Надо быть смелее и смелее. А мне таких усилий стоило убедить себя, что «риск» — самый верный путь, и не отбросить выдумку, а довериться ей и следовать! Вспомнил, что 30 лет назад Горький писал мне: «мне кажется, Федин, вы слишком мало верите в себя»... Особенно эти ужасные последние годы моей дикой ломки и бесплодия я вижу, что если он напророчил вполне верно, то уж слишком беспощадно... Критицизм, без коего невозможно быть художником, и сомнение, которое неизбежно, истерзали меня,— я им чересчур поддаюсь, Спасти может только решительная смелость, смелость дерзкая. Иначе опять и опять неподвижность.
26 августа. — С К. М. Быковым еще раз смотрел этюды Н. Л. Соколова. Он много сделал за эти дни, много улучшил и написал кое-что новое. Очень талантлив и, по-моему, очень красив как человек.
Говорили с увлечением о И. Павлове, о Нестерове, о французах (об их нежелании понимать русскую живопись, — как раз то, что я вынес из последней встречи с Веркором <...>).

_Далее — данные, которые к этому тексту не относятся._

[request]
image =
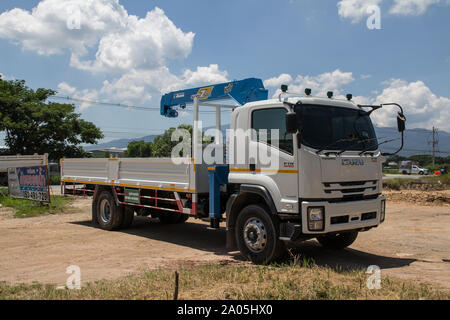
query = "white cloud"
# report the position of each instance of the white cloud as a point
(320, 84)
(412, 7)
(355, 10)
(204, 75)
(423, 108)
(133, 51)
(65, 89)
(276, 82)
(121, 41)
(87, 94)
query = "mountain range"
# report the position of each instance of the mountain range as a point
(417, 141)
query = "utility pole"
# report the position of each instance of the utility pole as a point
(434, 143)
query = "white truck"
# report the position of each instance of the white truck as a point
(19, 161)
(411, 167)
(326, 182)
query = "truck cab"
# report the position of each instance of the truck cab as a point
(326, 183)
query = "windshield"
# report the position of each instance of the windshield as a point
(333, 128)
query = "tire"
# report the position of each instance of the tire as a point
(173, 218)
(338, 241)
(257, 235)
(109, 214)
(128, 217)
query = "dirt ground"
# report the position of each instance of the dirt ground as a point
(413, 243)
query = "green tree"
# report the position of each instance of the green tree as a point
(34, 125)
(139, 149)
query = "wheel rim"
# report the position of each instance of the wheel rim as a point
(255, 235)
(105, 211)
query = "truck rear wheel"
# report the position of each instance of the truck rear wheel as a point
(109, 214)
(128, 217)
(257, 235)
(338, 241)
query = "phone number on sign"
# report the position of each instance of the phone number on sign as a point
(36, 196)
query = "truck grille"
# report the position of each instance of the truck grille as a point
(340, 189)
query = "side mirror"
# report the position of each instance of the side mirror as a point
(291, 122)
(401, 122)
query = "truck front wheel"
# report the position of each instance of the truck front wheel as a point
(257, 236)
(338, 241)
(109, 214)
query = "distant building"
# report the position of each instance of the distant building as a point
(112, 152)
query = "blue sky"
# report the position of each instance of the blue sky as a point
(325, 45)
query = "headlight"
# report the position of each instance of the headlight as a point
(383, 211)
(316, 219)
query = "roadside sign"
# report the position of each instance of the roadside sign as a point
(29, 183)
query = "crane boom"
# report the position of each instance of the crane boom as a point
(242, 92)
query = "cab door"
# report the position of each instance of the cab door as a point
(280, 175)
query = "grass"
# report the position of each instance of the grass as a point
(27, 209)
(441, 182)
(298, 280)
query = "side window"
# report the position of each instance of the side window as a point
(267, 119)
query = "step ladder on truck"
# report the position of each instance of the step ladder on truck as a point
(323, 179)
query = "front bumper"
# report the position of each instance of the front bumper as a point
(345, 216)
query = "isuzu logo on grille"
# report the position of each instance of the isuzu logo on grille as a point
(352, 162)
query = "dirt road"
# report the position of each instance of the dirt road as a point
(414, 243)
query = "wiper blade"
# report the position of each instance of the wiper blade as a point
(384, 142)
(334, 143)
(354, 145)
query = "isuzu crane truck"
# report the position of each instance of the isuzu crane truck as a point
(323, 180)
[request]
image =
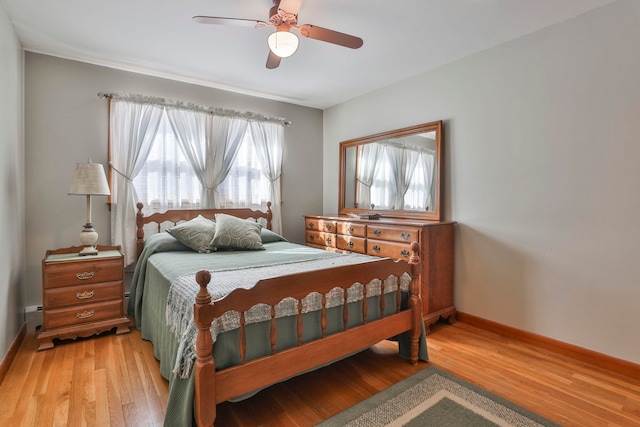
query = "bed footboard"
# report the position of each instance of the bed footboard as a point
(213, 387)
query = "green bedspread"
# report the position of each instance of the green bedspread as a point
(164, 259)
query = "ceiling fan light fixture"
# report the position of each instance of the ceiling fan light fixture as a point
(283, 43)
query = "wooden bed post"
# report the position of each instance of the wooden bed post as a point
(205, 366)
(269, 215)
(139, 230)
(415, 302)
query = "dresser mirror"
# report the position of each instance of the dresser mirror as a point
(396, 174)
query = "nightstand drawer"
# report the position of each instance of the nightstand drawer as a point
(82, 273)
(84, 294)
(389, 249)
(82, 314)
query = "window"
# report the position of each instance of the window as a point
(167, 180)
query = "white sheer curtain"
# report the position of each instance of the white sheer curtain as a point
(403, 165)
(191, 128)
(369, 157)
(428, 161)
(133, 127)
(226, 135)
(268, 144)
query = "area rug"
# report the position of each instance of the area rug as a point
(433, 397)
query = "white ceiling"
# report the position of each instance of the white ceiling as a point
(401, 39)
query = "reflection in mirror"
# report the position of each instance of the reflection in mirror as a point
(396, 174)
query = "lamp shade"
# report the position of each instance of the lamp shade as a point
(283, 43)
(89, 179)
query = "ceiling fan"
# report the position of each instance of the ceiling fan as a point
(283, 43)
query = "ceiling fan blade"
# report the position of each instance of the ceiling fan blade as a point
(290, 6)
(335, 37)
(273, 61)
(227, 21)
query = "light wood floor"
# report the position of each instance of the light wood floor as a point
(114, 381)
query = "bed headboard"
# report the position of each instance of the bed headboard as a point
(174, 216)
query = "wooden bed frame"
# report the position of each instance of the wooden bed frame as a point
(213, 387)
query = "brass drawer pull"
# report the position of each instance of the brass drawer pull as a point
(85, 294)
(86, 275)
(86, 314)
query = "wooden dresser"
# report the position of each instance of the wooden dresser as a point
(82, 295)
(392, 238)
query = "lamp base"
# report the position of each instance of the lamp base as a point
(89, 237)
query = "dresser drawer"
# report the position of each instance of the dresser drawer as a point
(389, 249)
(83, 294)
(321, 239)
(351, 229)
(82, 314)
(353, 244)
(393, 234)
(324, 225)
(82, 273)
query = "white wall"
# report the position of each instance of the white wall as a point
(66, 123)
(11, 185)
(542, 172)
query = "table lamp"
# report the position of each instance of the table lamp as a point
(89, 180)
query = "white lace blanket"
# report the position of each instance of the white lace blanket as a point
(183, 290)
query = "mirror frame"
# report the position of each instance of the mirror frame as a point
(433, 215)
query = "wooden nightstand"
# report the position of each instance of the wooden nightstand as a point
(82, 295)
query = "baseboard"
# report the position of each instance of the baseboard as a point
(13, 351)
(622, 367)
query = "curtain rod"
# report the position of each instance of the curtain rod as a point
(143, 99)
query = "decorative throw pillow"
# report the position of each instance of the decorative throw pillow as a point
(196, 233)
(236, 233)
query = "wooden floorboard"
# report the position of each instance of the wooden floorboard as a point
(114, 380)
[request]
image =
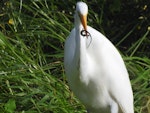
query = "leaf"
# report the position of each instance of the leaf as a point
(10, 106)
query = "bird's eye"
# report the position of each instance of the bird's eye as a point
(85, 33)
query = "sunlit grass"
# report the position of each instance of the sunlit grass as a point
(31, 61)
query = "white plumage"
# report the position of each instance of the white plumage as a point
(95, 70)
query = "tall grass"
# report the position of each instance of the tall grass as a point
(32, 78)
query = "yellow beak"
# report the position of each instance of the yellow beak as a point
(84, 21)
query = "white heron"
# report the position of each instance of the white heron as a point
(95, 70)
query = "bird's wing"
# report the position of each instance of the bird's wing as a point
(114, 67)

К. М. передал со слов Кристи — в то время директора Третьяковской — историю посещения галереи Ром. Ролланом, в 1935-м. Он пожелал начать осмотр галереи с отдела древней живописи. Сел против рублевской Троицы, вынул записную книжку, стал смотреть на икону и временами записывать в книжку несколько слов. Так он просидел два часа перед Рублевым, к недоумению служащих — когда же он будет осматривать другие отделы? Потом он встал, поблагодарил, сказал, что уже устал и не может больше ничего видеть, и распрощался, заявив: «Я видел величайшее произведение человеческого гения» — о Рублеве.